Bayi dari salah satu penumpang menangis begitu kencang. Beradu dengan suara pengamen yang sedang menjual suara. Membingungkan para penumpang akan mendengarkan yang mana.
"Woooy, lo bisa bikin diem anak gak seh?!" Memang tidak menghardik, namun nada suaranya terdengar mengintimidasi.
Ibu si bayi berusaha menenangkan, berusaha pula menahan ketakutan. Suasana berubah mencekam. Pengamen berpakaian tanpa lengan tiba-tiba merebut bayi dalam gendongan sang ibu. Beberapa penumpang sigap berdiri hendak menolong. Sebuah pisau dari saku celana belakangnya disodorkan ke si bayi. Beberapa penumpang refleks memekik histeris. Pengamen beranting satu di ujung belakang tertawa.
"Kembalikan bayi saya," pinta Ibu bayi memohon. Yang dipintai malah mengurai senyum sinis, menatap si bayi, menimang-nimang. Pisau di tangannya ditukar dengan buku Teka-Teki Silang di saku celana satunya lagi. Mengipas-ngipasi bayi dengan buku Teka Teki Silang itu hingga tanpa diduga sang bayi seolah-olah mau bersepakat untuk melelapkan diri.
Hampir tiap pasang mata yang memandang diam tercengang. Ada rasa terenyuh. Tidak menyangka bahwa tampang sangar preman itu mampu menidurkan si bayi--yang ternyata sedang kepanasan. Mulai tampak penumpang yang tersenyum lega, apalagi ketika bayi itu dikembalikan secara baik-baik. Pengamen berpakaian tanpa lengan tersenyum terlihat begitu tulus, ibu si bayi dengan terlihat masih gemetarnya mengucapkan terima kasih.
"Baik saya minta maaf atas ketidaknyamanan ini," katanya yang kemudian menceritakan kehidupan susahnya diiringi air mata. Diantara para penumpang, tampak ada yang terbawa menangis. Selesai pada sesi doa, uang dari para penumpang mulai dipintai.
Terima kasih terucap pertama kali saat menerima koin lima ratus rupiah. Namun ketika meminta lagi pada penumpang selanjutnya, keluhannya terlepas. "Ah! Payah lu semua! Gua udah capek nangis, masa' dikasih gopek mulu!"
Para penumpang terkejut saat uang koin yang sudah dipinta malah dibuang. Penagihan tetap berlanjut, kali ini bukan uang yang didapat, melainkan kata maaf yang diterima dari penumpang wanita yang duduk di depan Ria. "Eh, lu kasih berapa kek, tapi jangan gopek seceng juga... nambahin lah... jangan minta maaf juga. Gua udah capek-capek nyanyi buat elu!" bisiknya ke telinga wanita itu. Suaranya yang bisa terdengar oleh penumpang lain, menjadikan suasana akan merangkak kembali menjadi menegangkan.
Mula-mula satu kepalan tangan, disusul kepalan tangan lain, Ria memendam sebal yang berlipat untuk pemandangan di depannya. Apa pula ini?
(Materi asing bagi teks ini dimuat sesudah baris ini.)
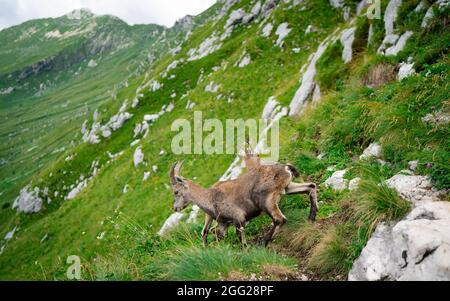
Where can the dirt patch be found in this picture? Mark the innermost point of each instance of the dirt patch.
(380, 74)
(269, 272)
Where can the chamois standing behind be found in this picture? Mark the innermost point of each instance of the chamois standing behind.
(238, 201)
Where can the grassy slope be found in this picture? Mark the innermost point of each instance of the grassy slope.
(355, 117)
(36, 128)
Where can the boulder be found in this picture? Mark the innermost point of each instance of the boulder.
(416, 189)
(417, 248)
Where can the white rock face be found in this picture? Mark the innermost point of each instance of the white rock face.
(171, 222)
(400, 45)
(361, 6)
(428, 16)
(390, 15)
(347, 38)
(372, 151)
(212, 87)
(235, 18)
(437, 119)
(406, 70)
(269, 107)
(421, 6)
(337, 181)
(267, 30)
(354, 184)
(316, 94)
(282, 32)
(79, 14)
(28, 201)
(138, 156)
(416, 189)
(412, 165)
(75, 191)
(416, 248)
(154, 86)
(151, 117)
(309, 29)
(92, 64)
(7, 91)
(207, 47)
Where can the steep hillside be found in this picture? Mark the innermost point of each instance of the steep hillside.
(357, 98)
(54, 72)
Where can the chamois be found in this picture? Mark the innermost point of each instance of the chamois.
(236, 202)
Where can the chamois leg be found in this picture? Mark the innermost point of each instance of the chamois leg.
(221, 231)
(241, 235)
(278, 219)
(306, 188)
(205, 231)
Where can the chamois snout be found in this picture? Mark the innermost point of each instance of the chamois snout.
(179, 187)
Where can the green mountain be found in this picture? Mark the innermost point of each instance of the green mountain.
(87, 105)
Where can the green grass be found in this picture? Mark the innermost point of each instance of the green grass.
(348, 118)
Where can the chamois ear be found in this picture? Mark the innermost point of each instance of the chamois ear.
(178, 166)
(181, 181)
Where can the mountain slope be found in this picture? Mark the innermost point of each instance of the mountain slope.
(108, 210)
(56, 71)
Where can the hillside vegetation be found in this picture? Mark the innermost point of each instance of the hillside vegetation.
(96, 201)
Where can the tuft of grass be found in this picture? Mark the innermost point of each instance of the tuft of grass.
(375, 202)
(218, 262)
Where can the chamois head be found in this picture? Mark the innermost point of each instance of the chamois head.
(250, 158)
(179, 187)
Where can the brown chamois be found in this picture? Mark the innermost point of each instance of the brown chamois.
(236, 202)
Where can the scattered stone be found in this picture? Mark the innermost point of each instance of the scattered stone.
(309, 29)
(92, 64)
(400, 45)
(372, 151)
(416, 189)
(406, 69)
(412, 165)
(212, 87)
(337, 181)
(347, 38)
(282, 32)
(138, 157)
(354, 184)
(440, 118)
(417, 248)
(28, 201)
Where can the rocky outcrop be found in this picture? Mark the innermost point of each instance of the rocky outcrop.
(28, 201)
(416, 248)
(406, 69)
(416, 189)
(372, 151)
(337, 181)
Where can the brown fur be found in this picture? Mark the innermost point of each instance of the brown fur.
(238, 201)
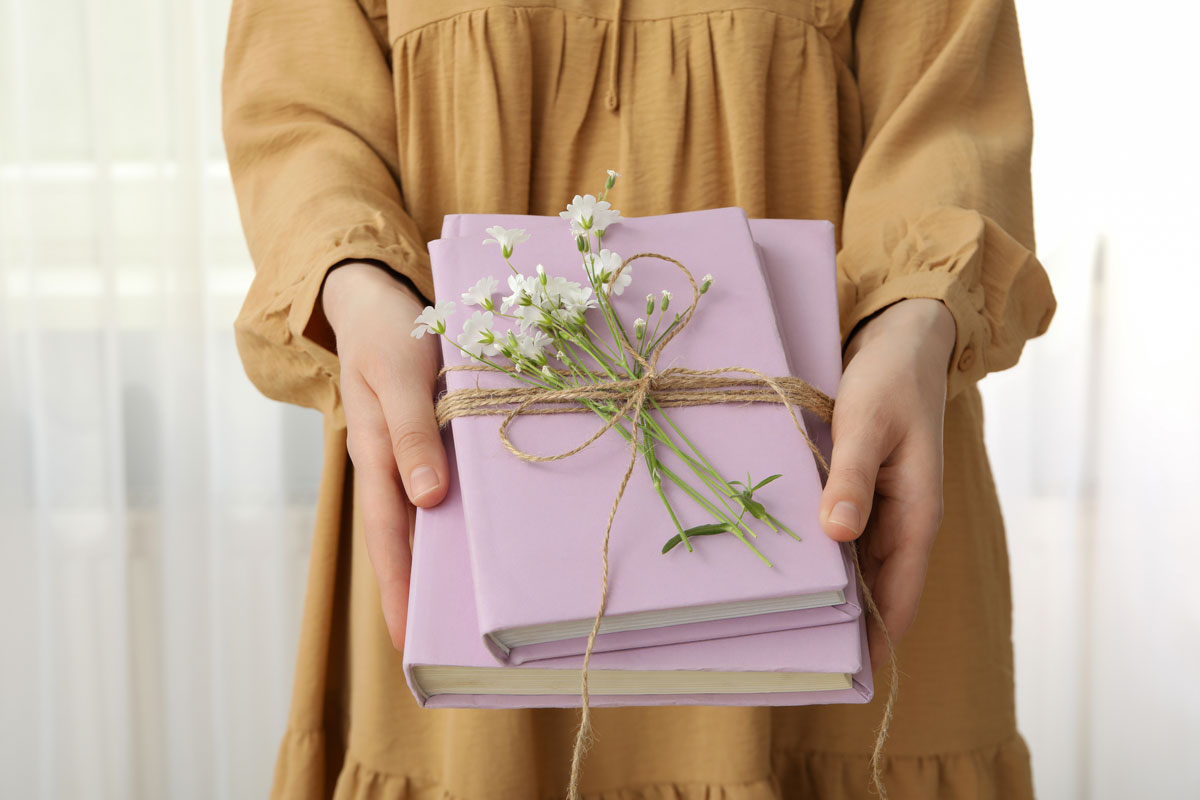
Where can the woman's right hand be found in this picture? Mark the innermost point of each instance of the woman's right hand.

Rutuknya di dalam hati, mengingat 'insiden' demi 'insiden' seakan-akan beruntun memburunya tanpa ampun memberinya jeda.
Yuto bisa melihat wajah itu, wajah yang sama saat insiden komplotan bertopeng di mall tadi. Memahami maksud tatapan dingin mengerikan itu, ia lantas turun tangan untuk membela penumpang wanita yang makin dipaksa pengamen berpakaian tanpa lengan.
"LU EMANG GAK PUNYA UANG APA?!" pengamen berpakaian tanpa lengan yang akan merebut tas itu, geraknya terurung ketika Yuto mendekati akan mencegah perebutan tas terjadi, namun tiba-tiba Ria berdiri.
"Apa lu?!" sergah pengamen beranting satu di belakang.
Ria tersadar akan satunya lagi berada di belakang. Sekejap saat itu juga, mendadak tidak mengerti apa yang akan dilakukannya. Blank. Namun, oleh dua pengamen itu menertawainya mengira takut, ia lantang berseru, "kiri!"
Bis berhenti. Dua pengamen yang memang di bawah pengaruh alkohol itu menghampiri Ria. Tatapan mereka bengis menakutkan. Namun sebelum mereka turun tangan, Yuto menghalangi mereka yang akan mendekati gadis itu.
"Ngapa lo?! Minggir! Lu mau berurusan sama kita? Hah??!" pengamen beranting satu akan melayangkan satu lengannya, dan ia cukup sadar ketika Yuto justru menangkisnya.
Pengamen berpakaian tanpa lengan membelalakkan mata, akan menolong rekannya. Pertarungan dua lawan satu pun terjadi.